A £700m ($8.78 m) scheme to build an interconnector between two parts of the UK is in its early stages of development. The transmission license application has just been filed to the Northern Ireland Authority for Utility Regulation on 17 May 2023 for a 130 km cable under the Irish Sea.
The benefits would be that the UK grid would be networked with the Irish one, reducing costs and emissions, and aiding the UK's 2050 renewables targets.
Called LirIC, the new interconnector will provide up to 700MW of further capacity between the Irish Integrated Single Energy Market and the UK's wholesale electricity market, allowing power from renewable energy sources to be supplied in both directions.
In a statement, Keith Morrison, LirIC project director, Transmission Investment said, “The application for a Transmission License is an early milestone in a long process, but it‘s significant in that it moves us one stage closer towards delivering this very exciting project.”

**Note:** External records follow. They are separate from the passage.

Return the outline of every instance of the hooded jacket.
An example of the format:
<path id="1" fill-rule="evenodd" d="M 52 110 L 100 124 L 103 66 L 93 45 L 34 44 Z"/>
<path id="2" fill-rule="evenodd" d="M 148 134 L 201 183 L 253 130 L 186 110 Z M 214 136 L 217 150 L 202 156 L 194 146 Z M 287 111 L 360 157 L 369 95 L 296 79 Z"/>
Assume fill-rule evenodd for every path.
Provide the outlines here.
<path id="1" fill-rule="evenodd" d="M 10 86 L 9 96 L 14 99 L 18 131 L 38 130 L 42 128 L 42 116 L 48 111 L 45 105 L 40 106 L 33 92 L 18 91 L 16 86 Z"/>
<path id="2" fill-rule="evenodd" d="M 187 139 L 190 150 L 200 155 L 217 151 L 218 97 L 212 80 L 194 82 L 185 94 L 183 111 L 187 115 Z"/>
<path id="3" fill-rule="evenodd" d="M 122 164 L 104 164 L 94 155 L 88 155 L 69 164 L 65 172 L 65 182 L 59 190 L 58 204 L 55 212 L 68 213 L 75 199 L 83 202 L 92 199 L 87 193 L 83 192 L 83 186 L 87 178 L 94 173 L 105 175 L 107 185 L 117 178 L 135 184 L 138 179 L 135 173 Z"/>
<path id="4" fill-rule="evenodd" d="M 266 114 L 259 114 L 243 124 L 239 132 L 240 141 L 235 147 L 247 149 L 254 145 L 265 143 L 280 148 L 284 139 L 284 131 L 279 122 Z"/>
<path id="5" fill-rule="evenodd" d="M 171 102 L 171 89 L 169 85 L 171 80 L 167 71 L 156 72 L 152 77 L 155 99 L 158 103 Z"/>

Morrison continued: “LirlC will increase the opportunities for home-grown renewables to export power to other markets, reduce the curtailment of wind generators, lower the wholesale power price in wholesale markets, which on average is forecast to be higher in Northern Ireland, as well as deliver social economic welfare benefits.”
The privately-financed LirIC will be made up of two converter stations, one located in Northern Ireland and another in Scotland, and an undersea cable of around 130km linking the two. The final route of the cable is yet to be determined.
Morrison continued, “This project will be able to transmit up to 700MW, which is over 40 per cent of the winter peak demand in Northern Ireland,” he said. “LirlC will help reduce Northern Ireland’s carbon emissions, and therefore will directly support the delivery of the national emissions reduction target of net zero by 2050. If all goes well, LirIC will be online around the end of the decade."